I have two tables that I need to run query against each. The output of these two queries then need to be intersected and sorted based on the the number of occurrences of names found in both tables.
For example:
Query 1:
select * from userA
group by name
order by count(name) desc
---------------------------
ID | name | count(name)
---------------------------
1 | John | 2
2 | Mike | 1
3 | Laura | 1
---------------------------
Query 2:
select * from userB
group by name
order by count(name) desc
---------------------------
ID | name | count(name)
---------------------------
3 | Laura | 3
1 | John | 1
5 | Peter | 1
---------------------------
Query 3:
select * from userA
group by name
order by count(name) desc
intersect
select * from userB
group by name
order by count(name) desc
---------------------------
ID | name | count(name)
---------------------------
1 | John | 1
3 | Laura | 1
---------------------------
The problem is the intersect will re-run the count function discarding the count run from each query. What I'd like to see is the following output:
---------------------------
ID | name | count(name)
---------------------------
3 | Laura | 4
1 | John | 3
---------------------------
Does anyone know how to accomplish this?
Assuming your dataset is something like this:
userA
id name
---------- ----------
1 John
1 John
2 Mike
3 Laura
userB
id name
---------- ----------
1 John
3 Laura
3 Laura
3 Laura
5 Peter
You can write a query like so to get the desired result
select id, name, count(*)
from (
select id, name, 'A' as source from userA
union all
select id, name, 'B' from userB
) t
group by id, name
having count(distinct source) = 2;
Result
id name count(*)
---------- ---------- ----------
1 John 3
3 Laura 4
Explanation
Combine the dataset since you want to know the count of John and Laura from both tables, combined. Union All
will allow keeping duplicates from both tables. When combining, remember the sources.

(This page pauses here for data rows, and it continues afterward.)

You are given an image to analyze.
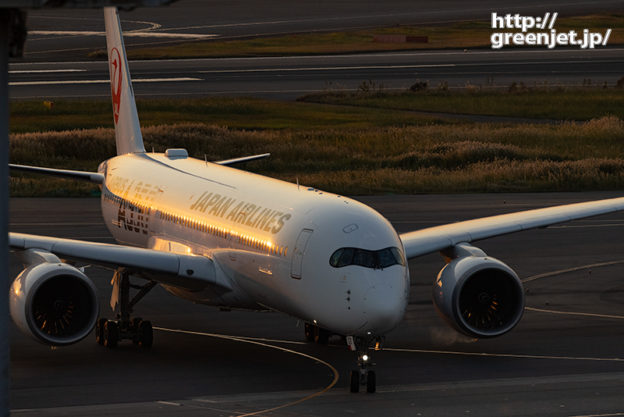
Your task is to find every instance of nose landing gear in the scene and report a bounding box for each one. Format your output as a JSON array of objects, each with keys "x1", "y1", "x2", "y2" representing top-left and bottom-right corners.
[
  {"x1": 95, "y1": 268, "x2": 156, "y2": 349},
  {"x1": 346, "y1": 336, "x2": 383, "y2": 394}
]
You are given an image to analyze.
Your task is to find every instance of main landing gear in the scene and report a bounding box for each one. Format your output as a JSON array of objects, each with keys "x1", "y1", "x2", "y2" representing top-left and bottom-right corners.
[
  {"x1": 346, "y1": 336, "x2": 383, "y2": 394},
  {"x1": 95, "y1": 268, "x2": 156, "y2": 349},
  {"x1": 303, "y1": 323, "x2": 332, "y2": 345}
]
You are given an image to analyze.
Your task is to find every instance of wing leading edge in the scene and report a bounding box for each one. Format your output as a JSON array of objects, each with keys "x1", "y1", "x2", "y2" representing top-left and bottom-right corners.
[
  {"x1": 9, "y1": 233, "x2": 231, "y2": 290},
  {"x1": 400, "y1": 197, "x2": 624, "y2": 259}
]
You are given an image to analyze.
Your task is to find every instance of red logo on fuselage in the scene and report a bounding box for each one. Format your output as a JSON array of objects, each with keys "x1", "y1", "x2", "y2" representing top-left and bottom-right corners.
[{"x1": 110, "y1": 48, "x2": 123, "y2": 124}]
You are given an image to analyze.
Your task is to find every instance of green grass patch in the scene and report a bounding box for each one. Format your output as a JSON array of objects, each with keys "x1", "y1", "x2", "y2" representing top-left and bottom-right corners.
[
  {"x1": 91, "y1": 14, "x2": 624, "y2": 59},
  {"x1": 300, "y1": 85, "x2": 624, "y2": 120}
]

select id, name, 'A' as source from userA
union all
select id, name, 'B' from userB
The query above will combine data from both and give you this result:
id name source
---------- ---------- ----------
1 John A
1 John A
2 Mike A
3 Laura A
1 John B
3 Laura B
3 Laura B
3 Laura B
5 Peter B
Now, let's extract records that come from both tables only. So, we group by id and name and use the having
clause to extract count(distinct source) = 2
. That means, give me records that have 2 sources. Laura and John happen to been in both tables.
When selecting data, we ask for count(*)
to get the number of records for id+name combination.